I recently started experimenting with AI generated artwork. I am incredibly impressed by what can be done by typing a few words into a text field. It feels like magic.
There’s a lot I want to write about the subject. For this post I’m going tell a story about my first experience with it and walk through an attempt to refine that work.
Update: If you’re curious about how this tech has advanced in the last month, see my post on writing and illustrating a children’s story with AI.
About a month ago Salesloft’s product experience team had an offsite. Which is usually part planning, part discussion and part activity. The activity for this offsite was a startup pitch competition.

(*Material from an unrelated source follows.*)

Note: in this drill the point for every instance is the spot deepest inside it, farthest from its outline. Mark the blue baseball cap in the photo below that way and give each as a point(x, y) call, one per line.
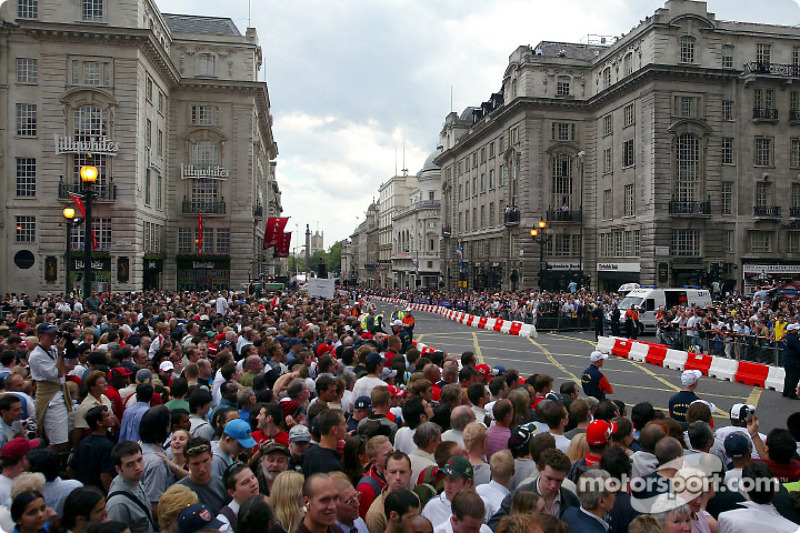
point(240, 430)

First we came up with ideas individually and then were broken out into small groups. Within our group had to decide who had the best idea and develop a pitch around it. While I thought my clothing vending machine idea might have legs, Micah’s armored drone service was more outlandish and interesting. And so that’s what we decided on, armored drones to transport valuables.
We spent most of the remaining time talking about what a future might need to look like for a business like this to flourish. Probably an organized, but low-trust, high-crime environment. It was an interesting conversation. The problem was that we only had 30 minutes to discuss and put together a mini pitch deck. We had spent 25 of those chatting with no sort of deck.
This was technically a hardware startup. So I figured we needed some sort of prototype to show. Short on time I had an idea. Could we use one of those AI generators to design our drone prototype?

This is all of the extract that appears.